8. We can sleep late.

7. Austen can build a gyrocopter, work and be active in Civil Air Patrol and still have time to play.

6. Cody can build the EuroTrans business, work, play lots of soccer..and still have time to play.

5.Brian could computer-program, teach karate, go to gymnastics and still have time to play.

4. Park Days

3. Odyssey of the Mind and the Boys and Girls Club. (even when we complain about them both)

2. Reading together hour after hour, day after day, year after year.

1. Conversations, conversations and conversations.

Thursday, June 11, 2009

What Grown Ups?

I was about to write a summer update..when I hear myself yelling, "Michael, stop putting noodles on the dog." Yes..Michael is 40somethingish. "We have a stringy dog." says Brian (the father of my children and my husband). "Look, he's a big, black meatball!" I ask them to quit. I remind them they are the grown-ups. "What grown-ups?" they both respond..and then watch the weather on the computer.
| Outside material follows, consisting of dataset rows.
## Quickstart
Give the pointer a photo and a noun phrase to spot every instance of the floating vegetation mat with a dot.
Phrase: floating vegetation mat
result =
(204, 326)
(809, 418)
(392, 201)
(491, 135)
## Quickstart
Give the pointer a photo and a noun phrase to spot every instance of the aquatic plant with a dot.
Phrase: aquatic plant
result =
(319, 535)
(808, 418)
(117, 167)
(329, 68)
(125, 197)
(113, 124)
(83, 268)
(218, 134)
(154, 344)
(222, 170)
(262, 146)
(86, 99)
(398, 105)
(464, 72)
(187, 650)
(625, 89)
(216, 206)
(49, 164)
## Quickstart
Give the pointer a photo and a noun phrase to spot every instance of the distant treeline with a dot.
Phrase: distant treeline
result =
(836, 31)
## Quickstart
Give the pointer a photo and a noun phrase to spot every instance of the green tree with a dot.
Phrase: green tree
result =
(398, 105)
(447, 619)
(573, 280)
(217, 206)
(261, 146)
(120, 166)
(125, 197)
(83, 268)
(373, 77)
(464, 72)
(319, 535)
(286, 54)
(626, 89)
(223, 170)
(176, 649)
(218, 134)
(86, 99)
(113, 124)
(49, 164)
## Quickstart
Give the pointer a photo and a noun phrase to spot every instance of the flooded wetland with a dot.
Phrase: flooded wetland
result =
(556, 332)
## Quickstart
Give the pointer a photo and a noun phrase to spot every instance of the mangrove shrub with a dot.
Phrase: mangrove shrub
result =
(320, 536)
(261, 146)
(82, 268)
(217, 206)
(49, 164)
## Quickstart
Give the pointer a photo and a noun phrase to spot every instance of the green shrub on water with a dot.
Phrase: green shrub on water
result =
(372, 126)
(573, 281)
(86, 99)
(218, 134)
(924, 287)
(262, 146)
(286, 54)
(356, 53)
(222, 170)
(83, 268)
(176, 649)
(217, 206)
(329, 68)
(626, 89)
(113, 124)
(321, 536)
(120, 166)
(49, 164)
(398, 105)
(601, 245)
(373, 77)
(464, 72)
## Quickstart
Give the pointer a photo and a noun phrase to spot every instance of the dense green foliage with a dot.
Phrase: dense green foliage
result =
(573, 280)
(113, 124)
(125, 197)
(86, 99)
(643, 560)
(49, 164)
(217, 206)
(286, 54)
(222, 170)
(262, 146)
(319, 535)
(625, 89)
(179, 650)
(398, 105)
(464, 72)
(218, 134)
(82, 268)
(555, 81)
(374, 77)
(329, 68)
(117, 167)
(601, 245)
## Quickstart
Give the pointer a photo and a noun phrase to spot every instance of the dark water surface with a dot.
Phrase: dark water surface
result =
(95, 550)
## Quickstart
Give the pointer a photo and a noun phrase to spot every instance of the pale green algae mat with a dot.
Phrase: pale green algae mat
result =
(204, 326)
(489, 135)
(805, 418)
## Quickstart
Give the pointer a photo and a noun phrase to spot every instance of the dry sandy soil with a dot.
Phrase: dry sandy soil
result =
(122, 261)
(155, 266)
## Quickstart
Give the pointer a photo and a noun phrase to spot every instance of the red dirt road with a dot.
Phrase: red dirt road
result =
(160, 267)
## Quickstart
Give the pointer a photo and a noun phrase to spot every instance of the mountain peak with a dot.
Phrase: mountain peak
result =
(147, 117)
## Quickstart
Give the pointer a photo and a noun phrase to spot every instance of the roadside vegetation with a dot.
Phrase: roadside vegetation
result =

The weather tracking and the yawning at 9:38pm..would be the hint that they really are the grown-ups in this house. So while the men have spent the summer going to work, pretending the hot-tub is a mopbucket and doing victory/rain dances in the living room and kitchen...the boys..have been busy.

Austen and Mason have been attending a Good SAM Center work program. They have been volunteering time at the Club..and will be summer pay-check players at the Club starting Monday.

Mason leaves for a week in Costa Rica next Thursday.

Cody continues to work at the Flying L and is playing summer soccer. More exciting, he is now the sole owner of EuroTrans. He is starting with repair and resell of Mercedes transmissions. He became registered at the Court House today. He has papers and everything to make him official. Not bad for 16...

Brian-Scott is staying with the Ongs this summer. This will be his 3rd summer doing bone regeneration projects at the biomedical lab at UTSA. He is excited that this summer he is having the opportunity to combine both electrical and biomedical engineering together.

Okay. I am off to rescue our poor dog..who now has no spaghetti on her..just a big piece of tape?